O frage nicht! Im ganzen Griechenheer

niemand so schlimm wie ihm.

Menelaos

Ich weiß es wohl,

und deshalb komm' ich.

Kritolaos

König Menelaos,

mir ahnet Schlimmes: den ein Hagel Steine

erschlug, war Agamemnons rechte Hand.

Menelaos

Ich, leider, leider, war nur seine linke:

als rechte hätt' ich besser ihn geführt;

doch Ohrenbläser trennten ihn von mir.

Was half's ihm, daß er mich verleugnete,

weil mich zu schmähn Ulyß, der Laertiad',

nicht müde ward und auch nicht müde wird.

Er nennt mich Hahnrei: eines Hahnreis wegen –

erklärt er jedem, der es hören will –

stürzt man mit sinnlos blindem Rachezug

das ganze reiche Hellas ins Verderben

und ruft auf uns der Götter Zorn herab.

Und Agamemnon, statt den Laertiaden

mit einem Faustschlag stumm zu machen, läßt

den Schänder unsres Hauses stumm gewähren.

Kritolaos

Schafft Wasser! Wenn das gnadenlose Blau

des erzenen Himmels sich ein wenig trübt,

erquickt schon Hoffnung die Verschmachtenden.

Und was den König grauenvoll bedroht:

wenn nur die ersten großen Tropfen fallen,

der Opferbrand, nach dem das Volk verlangt,

der schon nach einem Atreuskinde züngelt,

verlöscht im lauen Regen. Wasser, Wasser!

Schafft Wasser!

Menelaos

Hast auch du davon gehört,

was sich im Heer und Volk zutage wühlt?

Es habe Artemis sich kundgetan

zu Delphi durch die Priesterin Apolls:

daß Agamemnon schmählich sie beleidigt,

mit frecher Hand ihr Heiligtum entweiht.

Was ist geschehn? Weißt du davon?

Kritolaos

Ja, Herr.

Du kennst die Jagdwut deines Bruders: mag

wohl sein, die Jagdlust riß den König hin.

Er wußte wohl nicht, wo er war des Nachts,

und traf von ungefähr im heiligen Hain,

im Angesicht der Göttin, die taghell

von oben blickte, ihre heilige Hinde.

Er ließ sie liegen, und man fand sie tot.

Menelaos

Hat er es dir gebeichtet?

Kritolaos

Ja und nein.

Doch fand ich bald ihn fürchterlich verändert.
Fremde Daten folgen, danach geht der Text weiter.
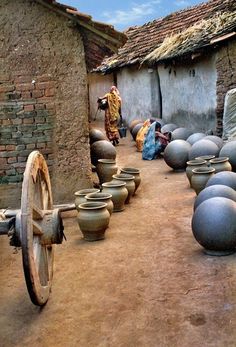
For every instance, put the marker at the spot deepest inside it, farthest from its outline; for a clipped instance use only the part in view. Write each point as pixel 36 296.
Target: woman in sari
pixel 112 114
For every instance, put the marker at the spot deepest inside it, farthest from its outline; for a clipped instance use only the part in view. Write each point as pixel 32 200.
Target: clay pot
pixel 102 150
pixel 214 226
pixel 207 158
pixel 200 177
pixel 229 150
pixel 221 164
pixel 93 220
pixel 169 127
pixel 176 154
pixel 119 194
pixel 195 137
pixel 133 123
pixel 217 190
pixel 96 135
pixel 105 169
pixel 130 185
pixel 181 134
pixel 203 147
pixel 193 164
pixel 226 178
pixel 80 196
pixel 135 130
pixel 216 139
pixel 102 197
pixel 134 172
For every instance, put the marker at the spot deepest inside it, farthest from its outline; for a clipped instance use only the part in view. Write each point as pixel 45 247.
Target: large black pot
pixel 214 226
pixel 217 190
pixel 102 149
pixel 176 154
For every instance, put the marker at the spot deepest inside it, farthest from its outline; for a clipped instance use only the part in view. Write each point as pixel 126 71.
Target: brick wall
pixel 226 78
pixel 43 98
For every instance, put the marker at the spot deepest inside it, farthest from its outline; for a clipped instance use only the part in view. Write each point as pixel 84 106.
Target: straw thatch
pixel 199 34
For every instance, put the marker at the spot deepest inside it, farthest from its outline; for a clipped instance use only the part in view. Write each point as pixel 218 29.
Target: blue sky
pixel 125 13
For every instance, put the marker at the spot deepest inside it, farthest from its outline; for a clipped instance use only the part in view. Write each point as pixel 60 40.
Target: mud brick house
pixel 46 50
pixel 178 67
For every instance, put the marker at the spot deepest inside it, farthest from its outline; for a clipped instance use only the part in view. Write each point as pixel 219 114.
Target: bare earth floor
pixel 148 284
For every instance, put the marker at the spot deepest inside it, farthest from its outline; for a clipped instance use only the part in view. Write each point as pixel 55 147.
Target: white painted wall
pixel 136 89
pixel 99 85
pixel 189 94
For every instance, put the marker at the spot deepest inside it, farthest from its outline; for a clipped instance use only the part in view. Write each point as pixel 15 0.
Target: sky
pixel 126 13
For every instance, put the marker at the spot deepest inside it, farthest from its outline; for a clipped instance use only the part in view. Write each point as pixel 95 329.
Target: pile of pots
pixel 95 206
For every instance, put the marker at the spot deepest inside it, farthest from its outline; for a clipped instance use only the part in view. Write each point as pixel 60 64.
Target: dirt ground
pixel 148 284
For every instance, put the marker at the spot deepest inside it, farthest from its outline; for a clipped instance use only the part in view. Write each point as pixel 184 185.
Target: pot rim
pixel 113 184
pixel 219 160
pixel 206 157
pixel 196 161
pixel 98 196
pixel 95 205
pixel 127 177
pixel 83 192
pixel 130 170
pixel 203 170
pixel 107 161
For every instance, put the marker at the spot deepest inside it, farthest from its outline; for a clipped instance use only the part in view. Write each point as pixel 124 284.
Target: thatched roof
pixel 180 33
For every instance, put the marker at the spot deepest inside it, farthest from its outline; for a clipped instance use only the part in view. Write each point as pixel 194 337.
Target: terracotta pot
pixel 176 154
pixel 217 190
pixel 119 194
pixel 181 134
pixel 203 147
pixel 130 185
pixel 102 150
pixel 193 164
pixel 214 226
pixel 229 150
pixel 80 196
pixel 226 178
pixel 134 172
pixel 221 164
pixel 102 197
pixel 93 220
pixel 105 169
pixel 200 177
pixel 96 135
pixel 207 158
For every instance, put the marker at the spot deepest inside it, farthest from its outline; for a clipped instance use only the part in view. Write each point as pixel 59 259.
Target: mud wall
pixel 189 94
pixel 43 99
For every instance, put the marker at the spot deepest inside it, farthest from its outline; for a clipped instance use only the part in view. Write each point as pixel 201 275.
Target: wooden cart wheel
pixel 36 200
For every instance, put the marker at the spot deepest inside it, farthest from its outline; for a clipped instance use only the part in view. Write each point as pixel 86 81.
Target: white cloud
pixel 137 12
pixel 182 3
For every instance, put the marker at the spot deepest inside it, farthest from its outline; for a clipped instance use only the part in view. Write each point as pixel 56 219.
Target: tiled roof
pixel 143 40
pixel 113 37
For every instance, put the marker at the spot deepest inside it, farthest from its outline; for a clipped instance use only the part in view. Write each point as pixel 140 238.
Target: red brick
pixel 37 93
pixel 6 122
pixel 45 85
pixel 3 161
pixel 10 147
pixel 25 86
pixel 28 121
pixel 6 88
pixel 39 106
pixel 29 108
pixel 12 160
pixel 49 92
pixel 26 95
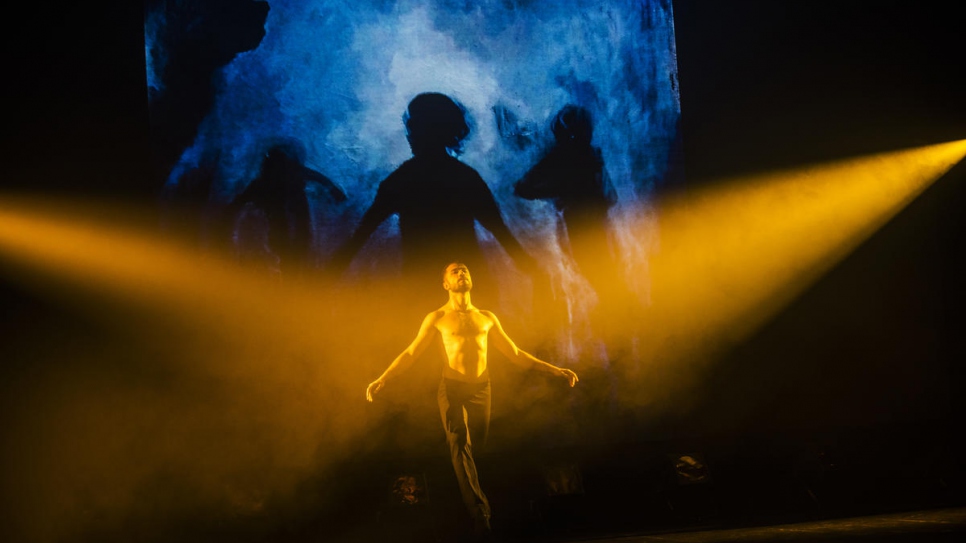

Die gnadenlose Glut des Himmels, die

sogleich begann: er sah in ihr die Hand

der Göttin. Wirrer Sinn befiel ihn dann

zuweilen. Unbewußt, nachtwandlerisch

fand ich ihn oft und schwer vom Schlaf zu wecken.

So ist er noch. Und nun hat Kalchas ihm,

der Seher, Arges in den Kopf gesetzt.

Menelaos

Nicht ihm allein wahrhaftig: laut gefordert

wird es vom Volk bereits in jedem Bittgang,

und diese folgen endlos aufeinander.

Kalchas, aus Ohnmacht oder Herrschbegier,

bestärkt das Volk, das der gekränkten Göttin

für eine Hinde Menschenfleisch verspricht:

und zwar des Sünders, Agamemnons, Tochter

nach altverruchtem, heut verfluchtem Brauch.

Kritolaos

Herr, daß es Worte gibt, dies auszusprechen!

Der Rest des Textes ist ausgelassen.